Why do some outages take much longer to fix than others? What has to happen for an incident to be so catastrophic that a service stays down for days?

Usually it comes down to data. Data has gravity and mass — that’s how I like to think of it. Everything gets scarier, and longer, and more permanent the closer you get to disk. You never want to be in a situation where you only have one copy of the data because you could go out of business in a blink of an eye.

Here’s a thing that happened to me at Parse. We had a bunch of databases with multiple copies of the data. Sometimes, all of the replicants would die except the primary. I could not turn back on access until I copied the entire replica set. That could take a very long time. Other times it wasn’t even a question of best practices and being safe. It could be a case where the database won’t start back up until it performs a consistency check or until we copy over the only remaining copy from the tape archive. There are all sorts of things that can happen when you’re dealing with data so it can take a lot of time.


Storage devices that store data on magnetic tapes. They’ve been around for decades but have been pushed out of personal computing by technologies that allow much faster access, like HDD or SSD. Many companies, however, still back up their data to tape drives. Tapes are secure and extremely durable: they can go decades without maintenance and remain functional.

So when you’re experiencing a particularly nasty outage as a user, it’s due to how fast data can be backed up and not because engineers on the other end are not typing code fast enough.

I guarantee you they’re working as fast as they can. There’s an amount of time it takes you to figure out what the problem is. And then there’s the amount of time it takes you to recover. There’s also a lot of stuff like, maybe it’s not down for everyone but this particular shard is gone for days because a backup broke down? Or maybe they’re writing tools to help recover for as many people as possible?

It’s kind of ironic that in our quest to keep everything resilient and redundant and up 100% of the time, we’ve sliced and diced and spread everything around that now there is a hundred points of failure instead of just one.

Some companies suffer from outages more often than others even though at least on paper the Silicon Valley attracts the best engineering talent in the world. Why?

First of all, I’m gonna push back on the idea that Silicon Valley companies have the best engineers in the world. They don’t. Maybe they do for a very narrow definition of better. But, you know, I’ve been in those hiring meetings and people will straight up admit there is no correlation between the questions that they ask, how well the interviewees do on them, and how good of an engineer they are.
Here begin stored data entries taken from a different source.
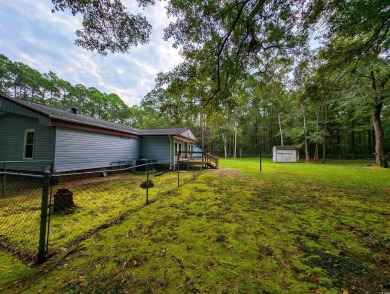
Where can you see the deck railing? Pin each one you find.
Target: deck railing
(205, 158)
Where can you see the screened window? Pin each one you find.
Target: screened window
(28, 143)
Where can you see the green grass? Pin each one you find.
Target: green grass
(97, 200)
(298, 228)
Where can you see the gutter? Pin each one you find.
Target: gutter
(92, 124)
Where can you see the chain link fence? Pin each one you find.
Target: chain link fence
(40, 219)
(20, 210)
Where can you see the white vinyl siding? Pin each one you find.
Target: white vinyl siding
(78, 150)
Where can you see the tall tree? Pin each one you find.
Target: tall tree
(107, 25)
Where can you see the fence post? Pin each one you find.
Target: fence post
(147, 183)
(178, 174)
(193, 169)
(4, 178)
(43, 227)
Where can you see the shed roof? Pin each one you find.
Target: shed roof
(286, 147)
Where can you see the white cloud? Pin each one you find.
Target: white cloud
(45, 41)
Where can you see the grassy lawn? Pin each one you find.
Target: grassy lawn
(97, 200)
(297, 228)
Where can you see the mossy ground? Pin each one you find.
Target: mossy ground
(298, 228)
(97, 201)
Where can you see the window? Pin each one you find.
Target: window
(28, 144)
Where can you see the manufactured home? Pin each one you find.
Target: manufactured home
(34, 136)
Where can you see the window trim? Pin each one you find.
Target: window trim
(26, 131)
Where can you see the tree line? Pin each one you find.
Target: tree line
(311, 73)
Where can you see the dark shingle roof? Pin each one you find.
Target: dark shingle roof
(166, 132)
(60, 114)
(65, 115)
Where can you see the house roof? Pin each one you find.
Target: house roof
(166, 132)
(65, 115)
(69, 116)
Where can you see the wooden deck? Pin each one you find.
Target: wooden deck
(203, 159)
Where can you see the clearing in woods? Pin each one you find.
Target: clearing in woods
(298, 228)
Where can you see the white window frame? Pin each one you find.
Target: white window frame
(26, 131)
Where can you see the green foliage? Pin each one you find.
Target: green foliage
(107, 25)
(20, 81)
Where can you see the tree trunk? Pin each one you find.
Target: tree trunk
(379, 148)
(325, 130)
(315, 159)
(378, 130)
(307, 157)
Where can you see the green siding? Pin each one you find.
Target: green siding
(10, 107)
(156, 147)
(12, 128)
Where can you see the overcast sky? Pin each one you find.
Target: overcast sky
(31, 34)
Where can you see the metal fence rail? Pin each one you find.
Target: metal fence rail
(44, 213)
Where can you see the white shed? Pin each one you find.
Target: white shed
(285, 154)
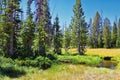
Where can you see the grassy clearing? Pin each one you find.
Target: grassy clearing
(73, 72)
(86, 59)
(73, 67)
(100, 52)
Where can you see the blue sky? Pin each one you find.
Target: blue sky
(63, 8)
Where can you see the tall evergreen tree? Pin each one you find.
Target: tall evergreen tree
(43, 20)
(66, 39)
(11, 22)
(89, 37)
(27, 33)
(96, 31)
(57, 37)
(118, 36)
(78, 27)
(114, 35)
(107, 33)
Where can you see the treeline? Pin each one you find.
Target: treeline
(36, 35)
(31, 37)
(102, 34)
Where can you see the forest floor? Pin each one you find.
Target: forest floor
(70, 71)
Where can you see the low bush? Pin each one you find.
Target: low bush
(12, 70)
(43, 62)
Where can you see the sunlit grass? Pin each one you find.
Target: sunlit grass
(100, 52)
(73, 72)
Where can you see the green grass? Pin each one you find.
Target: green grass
(86, 59)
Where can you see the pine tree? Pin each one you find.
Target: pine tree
(66, 39)
(43, 21)
(118, 36)
(89, 37)
(114, 35)
(107, 33)
(78, 28)
(27, 35)
(96, 31)
(11, 22)
(57, 37)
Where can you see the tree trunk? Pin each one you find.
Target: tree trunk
(11, 50)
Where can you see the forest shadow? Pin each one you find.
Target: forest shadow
(11, 72)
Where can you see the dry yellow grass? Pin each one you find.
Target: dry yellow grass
(73, 72)
(100, 52)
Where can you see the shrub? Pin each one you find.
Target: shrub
(43, 62)
(12, 70)
(90, 60)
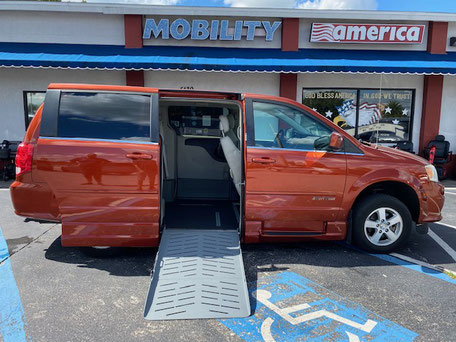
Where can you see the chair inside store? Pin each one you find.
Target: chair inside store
(442, 155)
(406, 146)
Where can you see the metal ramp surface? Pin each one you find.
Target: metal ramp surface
(198, 273)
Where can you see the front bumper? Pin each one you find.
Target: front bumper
(432, 199)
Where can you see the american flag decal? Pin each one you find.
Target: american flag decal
(322, 33)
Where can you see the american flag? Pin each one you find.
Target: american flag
(346, 106)
(371, 112)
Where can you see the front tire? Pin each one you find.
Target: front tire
(381, 223)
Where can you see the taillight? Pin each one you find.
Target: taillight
(24, 158)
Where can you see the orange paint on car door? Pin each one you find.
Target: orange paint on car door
(291, 190)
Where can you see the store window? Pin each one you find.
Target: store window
(337, 105)
(369, 114)
(32, 101)
(385, 115)
(104, 116)
(281, 126)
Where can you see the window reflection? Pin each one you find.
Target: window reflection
(105, 116)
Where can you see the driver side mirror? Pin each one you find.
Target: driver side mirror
(336, 141)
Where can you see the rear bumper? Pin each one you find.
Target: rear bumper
(34, 200)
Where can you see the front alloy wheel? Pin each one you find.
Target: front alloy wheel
(381, 223)
(383, 226)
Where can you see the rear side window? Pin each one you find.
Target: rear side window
(104, 116)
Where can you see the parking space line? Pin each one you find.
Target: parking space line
(422, 263)
(451, 252)
(445, 224)
(432, 271)
(11, 311)
(415, 267)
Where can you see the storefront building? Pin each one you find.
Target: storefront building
(382, 76)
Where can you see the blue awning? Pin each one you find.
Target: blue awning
(223, 59)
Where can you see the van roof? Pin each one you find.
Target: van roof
(163, 92)
(77, 86)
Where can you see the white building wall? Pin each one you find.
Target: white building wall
(261, 83)
(448, 112)
(15, 81)
(63, 28)
(337, 80)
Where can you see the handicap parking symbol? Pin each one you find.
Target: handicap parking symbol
(289, 307)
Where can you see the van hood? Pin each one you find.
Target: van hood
(396, 153)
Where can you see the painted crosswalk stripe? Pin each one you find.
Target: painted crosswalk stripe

Some of the best engineers I know are not in the Silicon Valley. Some of the worst I’ve met are here. It’s definitely a magnet but I hate that idea that the best engineers are here. It’s not true and it’s harmful.

When we were hiring for Honeycomb, I could have just gone out and hired all of the most senior, awesome engineers I’ve worked with at Parse and Facebook. I didn’t do that because I knew we were building a tool for everyone and I wanted to have diverse backgrounds. And I’m gonna admit something a little bit embarrassing. For a while, I thought it’s too bad my team wouldn’t have the experience of working with those excellent engineers I worked with. But here’s the thing — this team kicks the ass out of any other team I have worked with. They ship more consistently, they ship better quality code, and I’ve had to reckon with my own snobbery and bias. I no longer think that best engineers make for the best teams. They don’t. The best teams are made of people who feel safe with each other, who communicate, who care passionately about what they’re doing, and can learn from their mistakes. The whole best engineers thing is total bullshit.

Now, back to your question. Why can’t Silicon Valley get it right? Well, we’re solving new problems in Silicon Valley. Like problems of scale. Google’s solutions don’t work for anyone but Google. It’s a hard set of problems and it’s hardest the first time. After it’s been solved once, or twice, or three times, we can learn from each other and it gets a lot easier.